Unnamed: 0,customer_1,customer_2,customer_3
customer_1,0.0,1.004988,1.414214
customer_2,1.004988,0.0,1.004988
customer_3,1.414214,1.004988,0.0


- Three categorical dummies (IT/Stat/Other):

In [5]:
predictors = ["IT", "Stat", "Other", "years_since_first_contact"]

pd.DataFrame(euclidean_distances(tiny_all_cat_dummies_df[predictors],
                                 tiny_all_cat_dummies_df[predictors]),
             columns=["customer_1", "customer_2", "customer_3"],
             index=["customer_1", "customer_2", "customer_3"])

Unnamed: 0,customer_1,customer_2,customer_3
customer_1,0.0,1.417745,1.414214
customer_2,1.417745,0.0,1.417745
customer_3,1.414214,1.417745,0.0


We can already see the effect of using two/three dummy variables. For the two dummy variables dataset, the `customer_3` is nearer to `customer_2` than to `customer_1`. This happens because the variable `years_since_first_contact` are the same for the both customers. For the three dummy variables, we still see that the `customer_3` are nearer to `customer_1` than to `customer_2` though the distances are very close between all customers. This happens because the `Other` variable helps to discriminate each of the customers.

In contrast to the situation with statistical models such as regression, all *m* binaries should be created and
used with *k*-NN. While mathematically this is redundant, since *m* - 1 dummies contain the same information as *m* dummies, this redundant information does not create the multicollinearity problems that it does for linear models. Moreover, in *k*-NN the use of *m* - 1 dummies can yield different classifications than the use of *m* dummies, and lead to an imbalance in the contribution of the different categories to the model.

**c.** Using k-NN with k = 1, classify the prospect as taking or not taking a course using each of the two derived datasets. Does it make a difference whether you use two or three dummies?

- Two dummies variables (IT/Stat)

In [6]:
predictors = ["IT", "Stat", "years_since_first_contact"]

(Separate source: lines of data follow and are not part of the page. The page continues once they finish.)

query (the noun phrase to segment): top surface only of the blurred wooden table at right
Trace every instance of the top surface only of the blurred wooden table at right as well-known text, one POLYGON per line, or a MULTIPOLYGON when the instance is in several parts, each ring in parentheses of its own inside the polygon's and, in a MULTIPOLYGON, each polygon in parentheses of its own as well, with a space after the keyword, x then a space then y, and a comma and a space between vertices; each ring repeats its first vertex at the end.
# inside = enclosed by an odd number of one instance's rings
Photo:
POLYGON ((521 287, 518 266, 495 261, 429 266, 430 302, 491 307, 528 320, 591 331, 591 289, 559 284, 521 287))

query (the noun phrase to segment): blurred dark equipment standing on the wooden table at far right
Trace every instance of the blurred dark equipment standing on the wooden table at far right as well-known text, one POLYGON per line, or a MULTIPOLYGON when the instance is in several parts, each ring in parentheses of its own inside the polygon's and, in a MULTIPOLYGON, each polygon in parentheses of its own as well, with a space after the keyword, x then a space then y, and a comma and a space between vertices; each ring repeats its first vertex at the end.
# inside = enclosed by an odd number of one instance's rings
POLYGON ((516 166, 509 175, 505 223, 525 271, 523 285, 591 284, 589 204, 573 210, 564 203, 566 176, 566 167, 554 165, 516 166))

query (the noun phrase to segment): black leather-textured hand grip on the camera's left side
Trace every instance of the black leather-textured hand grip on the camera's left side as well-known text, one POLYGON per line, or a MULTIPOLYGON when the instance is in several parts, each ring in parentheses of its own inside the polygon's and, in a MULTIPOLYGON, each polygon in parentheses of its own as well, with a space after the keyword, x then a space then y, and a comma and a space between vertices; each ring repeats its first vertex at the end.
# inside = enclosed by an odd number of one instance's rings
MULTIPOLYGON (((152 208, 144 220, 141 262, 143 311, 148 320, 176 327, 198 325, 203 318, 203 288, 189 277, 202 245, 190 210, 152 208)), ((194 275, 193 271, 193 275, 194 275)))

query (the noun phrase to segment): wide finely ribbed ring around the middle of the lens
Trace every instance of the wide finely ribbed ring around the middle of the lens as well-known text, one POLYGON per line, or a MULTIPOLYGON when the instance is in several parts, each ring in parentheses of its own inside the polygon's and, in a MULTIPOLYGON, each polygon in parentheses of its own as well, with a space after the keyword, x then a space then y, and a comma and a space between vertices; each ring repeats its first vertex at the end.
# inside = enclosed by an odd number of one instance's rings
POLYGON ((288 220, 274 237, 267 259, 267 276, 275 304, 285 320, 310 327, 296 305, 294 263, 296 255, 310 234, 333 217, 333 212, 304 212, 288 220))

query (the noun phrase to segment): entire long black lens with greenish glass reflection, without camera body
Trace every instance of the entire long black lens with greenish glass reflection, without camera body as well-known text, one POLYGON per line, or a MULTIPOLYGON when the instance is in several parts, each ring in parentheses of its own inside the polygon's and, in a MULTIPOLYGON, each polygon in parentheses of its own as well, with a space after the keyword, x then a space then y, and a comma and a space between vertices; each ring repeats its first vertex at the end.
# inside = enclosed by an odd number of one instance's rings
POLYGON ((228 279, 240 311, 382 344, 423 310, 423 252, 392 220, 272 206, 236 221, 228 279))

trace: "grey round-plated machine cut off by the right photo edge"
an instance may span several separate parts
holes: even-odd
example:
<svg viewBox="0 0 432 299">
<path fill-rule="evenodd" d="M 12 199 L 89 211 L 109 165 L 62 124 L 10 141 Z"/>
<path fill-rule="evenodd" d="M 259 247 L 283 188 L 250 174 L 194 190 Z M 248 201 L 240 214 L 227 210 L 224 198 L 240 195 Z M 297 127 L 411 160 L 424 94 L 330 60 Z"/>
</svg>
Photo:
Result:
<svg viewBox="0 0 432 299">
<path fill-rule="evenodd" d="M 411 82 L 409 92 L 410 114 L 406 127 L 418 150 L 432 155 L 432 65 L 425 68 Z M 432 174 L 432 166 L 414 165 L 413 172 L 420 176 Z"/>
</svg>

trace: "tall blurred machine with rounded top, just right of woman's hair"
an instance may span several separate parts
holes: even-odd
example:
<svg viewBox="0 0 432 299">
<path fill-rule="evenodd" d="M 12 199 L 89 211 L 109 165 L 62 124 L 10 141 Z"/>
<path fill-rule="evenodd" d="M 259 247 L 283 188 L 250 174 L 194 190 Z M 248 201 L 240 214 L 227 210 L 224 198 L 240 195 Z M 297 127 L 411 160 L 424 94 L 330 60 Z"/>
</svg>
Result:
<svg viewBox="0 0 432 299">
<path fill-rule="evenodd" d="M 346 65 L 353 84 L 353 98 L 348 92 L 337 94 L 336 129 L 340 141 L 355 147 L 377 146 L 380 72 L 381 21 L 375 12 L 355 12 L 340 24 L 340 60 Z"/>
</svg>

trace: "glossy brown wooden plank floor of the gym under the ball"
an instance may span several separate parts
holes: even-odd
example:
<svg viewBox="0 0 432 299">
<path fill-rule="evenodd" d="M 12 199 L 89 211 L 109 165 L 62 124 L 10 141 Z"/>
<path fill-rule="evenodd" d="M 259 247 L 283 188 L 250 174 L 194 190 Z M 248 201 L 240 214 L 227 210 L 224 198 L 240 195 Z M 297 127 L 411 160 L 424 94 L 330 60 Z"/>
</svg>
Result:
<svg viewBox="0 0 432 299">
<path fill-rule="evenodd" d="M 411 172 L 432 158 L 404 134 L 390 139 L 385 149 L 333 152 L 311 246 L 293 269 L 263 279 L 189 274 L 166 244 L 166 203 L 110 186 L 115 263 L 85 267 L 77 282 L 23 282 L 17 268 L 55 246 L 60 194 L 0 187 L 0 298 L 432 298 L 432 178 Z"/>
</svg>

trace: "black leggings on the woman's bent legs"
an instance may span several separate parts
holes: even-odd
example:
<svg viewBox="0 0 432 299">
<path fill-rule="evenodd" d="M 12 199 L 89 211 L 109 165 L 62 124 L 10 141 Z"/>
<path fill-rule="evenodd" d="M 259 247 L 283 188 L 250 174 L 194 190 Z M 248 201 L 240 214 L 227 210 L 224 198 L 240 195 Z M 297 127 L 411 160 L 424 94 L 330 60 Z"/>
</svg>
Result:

# user NearestNeighbors from scikit-learn to compute knn
knn = NearestNeighbors(n_neighbors=1)
knn.fit(tiny_two_cat_dummies_df.loc[:1, predictors])

new_customer = pd.DataFrame({"IT": [1], "Stat": [0],
                             "years_since_first_contact": [1]})

distances, indices = knn.kneighbors(new_customer)

# indices is a list of lists, we are only interested in the first element
tiny_two_cat_dummies_df.iloc[indices[0], :]

Unnamed: 0,IT,Stat,years_since_first_contact,course
1,0,0,1.1,1.0


- Three dummies variable(IT/Stat/Other)

In [7]:
predictors = ["IT", "Stat", "Other", "years_since_first_contact"]

# user NearestNeighbors from scikit-learn to compute knn
knn = NearestNeighbors(n_neighbors=1)
knn.fit(tiny_all_cat_dummies_df.loc[:1, predictors])

new_customer = pd.DataFrame({"IT": [1], "Stat": [0], "Other": [1],
                             "years_since_first_contact": [1]})

distances, indices = knn.kneighbors(new_customer)

# indices is a list of lists, we are only interested in the first element
tiny_all_cat_dummies_df.iloc[indices[0], :]

Unnamed: 0,IT,Stat,Other,years_since_first_contact,course
1,0,0,1,1.1,1.0


If we use *k* = 1, the nearest customer is the one that took the course for both variables. Therefore, for this specific example there was no difference on using two or three categorical variable. Therefore, as indicated in the previous item (**b**), this redundant information does not create the multicollinearity problems that it does for linear models. Moreover, in *k*-NN the use of *m* - 1 dummies can yield different classifications than the use of *m* dummies, and lead to an imbalance in the contribution of the different categories to the model.